Archive for February, 2010

Invariants for C/C++ Classes and Structs

February 5, 2010 3 comments

In yesterday’s post, I proposed the use of simple C++ classes in critical software. I pointed out that classes are better than C structs, because they offer encapsulation and make it easier to avoid using objects that are not completely initialized. Now I’m going to point out another advantage of classes over structs, which is that they make it easier to enforce invariants.

Consider the following C code:

typedef struct _Limits {
int minValue;
int maxValue;  // must always be >= minValue
} Limits;

The comment is an example of an invariant, i.e. a condition on the values of the members that we always expect to be true.
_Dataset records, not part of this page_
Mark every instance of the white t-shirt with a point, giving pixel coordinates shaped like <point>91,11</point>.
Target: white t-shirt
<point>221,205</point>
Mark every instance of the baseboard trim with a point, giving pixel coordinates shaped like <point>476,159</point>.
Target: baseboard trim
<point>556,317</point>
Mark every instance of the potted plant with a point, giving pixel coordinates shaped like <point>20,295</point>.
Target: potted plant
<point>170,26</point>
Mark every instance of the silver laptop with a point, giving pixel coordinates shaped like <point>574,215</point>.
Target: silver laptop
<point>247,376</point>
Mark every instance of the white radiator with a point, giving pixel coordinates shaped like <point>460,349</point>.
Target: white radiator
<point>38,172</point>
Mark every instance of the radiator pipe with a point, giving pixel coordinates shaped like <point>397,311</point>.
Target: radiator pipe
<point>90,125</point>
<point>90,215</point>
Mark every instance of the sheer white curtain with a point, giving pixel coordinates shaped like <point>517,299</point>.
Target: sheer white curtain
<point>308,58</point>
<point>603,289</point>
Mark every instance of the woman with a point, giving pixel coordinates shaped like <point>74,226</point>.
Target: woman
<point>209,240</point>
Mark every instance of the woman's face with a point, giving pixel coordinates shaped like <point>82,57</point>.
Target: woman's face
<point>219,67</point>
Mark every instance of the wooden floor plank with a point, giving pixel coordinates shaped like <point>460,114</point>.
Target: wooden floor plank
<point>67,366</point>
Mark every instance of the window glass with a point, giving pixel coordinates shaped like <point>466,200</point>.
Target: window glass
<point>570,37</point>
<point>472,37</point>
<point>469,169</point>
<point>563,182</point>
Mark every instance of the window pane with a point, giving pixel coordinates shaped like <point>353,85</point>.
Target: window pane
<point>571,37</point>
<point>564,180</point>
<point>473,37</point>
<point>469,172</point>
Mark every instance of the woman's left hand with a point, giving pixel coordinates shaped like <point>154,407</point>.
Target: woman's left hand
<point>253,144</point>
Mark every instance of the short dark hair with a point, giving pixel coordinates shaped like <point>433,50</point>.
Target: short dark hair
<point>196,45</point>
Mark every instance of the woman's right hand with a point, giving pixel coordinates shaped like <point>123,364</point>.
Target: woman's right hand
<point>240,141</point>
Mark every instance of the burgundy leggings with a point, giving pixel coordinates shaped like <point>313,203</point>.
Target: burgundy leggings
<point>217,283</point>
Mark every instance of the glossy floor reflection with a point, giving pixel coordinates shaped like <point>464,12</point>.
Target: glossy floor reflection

During testing, we might want to do runtime checks to report any violation of the invariant. We would also like to do static analysis to make sure it always holds.

The problem with enforcing this invariant is that minValue and maxValue are public. This means that any piece if code that uses a variable of type Limits can break the invariant by assigning a new valie to minValue or maxValue. If we want to check the invariant at runtime, we must add a runtime check everywhere that the code assigns a value to either of these fields. Likewise, a static analyser must consider whether the invariant is broken at every place where one of these fields is assigned.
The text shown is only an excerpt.